Project Title: The Oglala Passive House / The Bio Truss

Project Overview:

“This house is designed for a single family that will live amongst the surrounding environment and be off-grid. The concept of this project is to be easily buildable, self-sustaining, supporting family interactions, and eco-friendly. A rooftop solar array will provide power to the entire house and ADU,” wrote Jaworski. “Passive strategies such as stone floors that act as heat sinks, earth tubes for natural air conditioning, and a solar chimney to exhaust the hot summer air are the main drivers for heating and cooling. Water is harvested from the roof and drains directly into a garden that can provide homegrown food.”

“The Bio-Truss SIP can be used as a floor, wall, or roof panel. Standard panel dimensions are 4’x8’. Warren trusses with verticals made of Bio-board provide the main supporting structure,” Jaworski continued. “The insulation is sheep wool and has an R-value of 3.5 per inch. 4’x8’ Bio-board sheets sandwich both faces of the panel.”

Iman Amery presents poster to reviewer during the Fall 2022 Final Reviews.

Iman Amery

Project Title: Oglala Lakota Cultural Preservation Center through Craft

Project Overview:

“This project creates a space for elders and youth to directly come together to learn traditional crafts and stories from each other in a hands-on environment so that art and culture can be passed along,” shared Amery. “The Oglala Lakota people strongly value their culture. Their culture encompasses large gatherings, valuing their elders, and their traditions. Native American culture will always run deep in this community’s blood and soul, but Pine Ridge Reservation is missing physical spaces for its rich culture to be celebrated.

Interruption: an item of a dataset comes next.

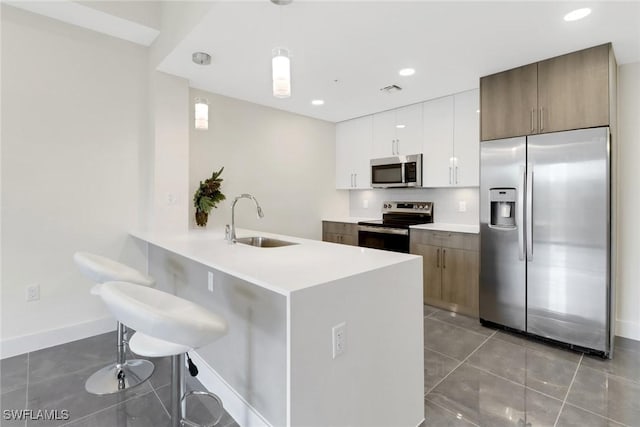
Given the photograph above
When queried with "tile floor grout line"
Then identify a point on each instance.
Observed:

This building’s goal is to bring back their ways of making, creating, and displaying their work.  It gives them an open, easily accessed for young and old, designated place to do so.”

“This design features an open-spaced workshop populated with desks for one-on-one craft work such as sewing and beading between elders and the youth, as well as a small-scale woodshop used to produce smaller wood carvings and instruments,” continued Amery. “An exterior courtyard allows a gathering space for historic storytelling within the tribe.”

Kevin Miller presents poster and building materials to reviewer.

Kevin Miller

Project Title: Growing Home

Project Overview:

“This prototype home is designed for a multi-generational farming family that lives on the Pine Ridge Reservation and who are re-envisioning how they want to make a living, literally and figuratively,” said Miller. “The primary goals of the family are to reinvent their farm by growing and processing industrial hemp.”

“Hemp is known as “wahupta” to the Sioux — for construction products, and other types of material manufacture. Hemp agriculture could remediate soil, as well as help to establish the premier, local regenerative building practice that produces sustainable materials as the new standard for the future housing of the Lakota tribe,” Miller continued. “The design of this house reflects a complete overlap of the cultural significance of a people who scatter this beautiful landscape and a plant rooted in their ancient rituals and history.”

Next Steps for Small Homes_Big Design

The next project step includes applying for funding to work with Ferguson Pyatt Architects, and Oglala community members so that students and Herdt can build a proof-of-concept, biobased Accessory Dwelling Unit for an elder member living on Pine Ridge Reservation.  The home will include students’ biobased, recyclable, clean, and healthy materials and technology features for full-scale testing and documentation.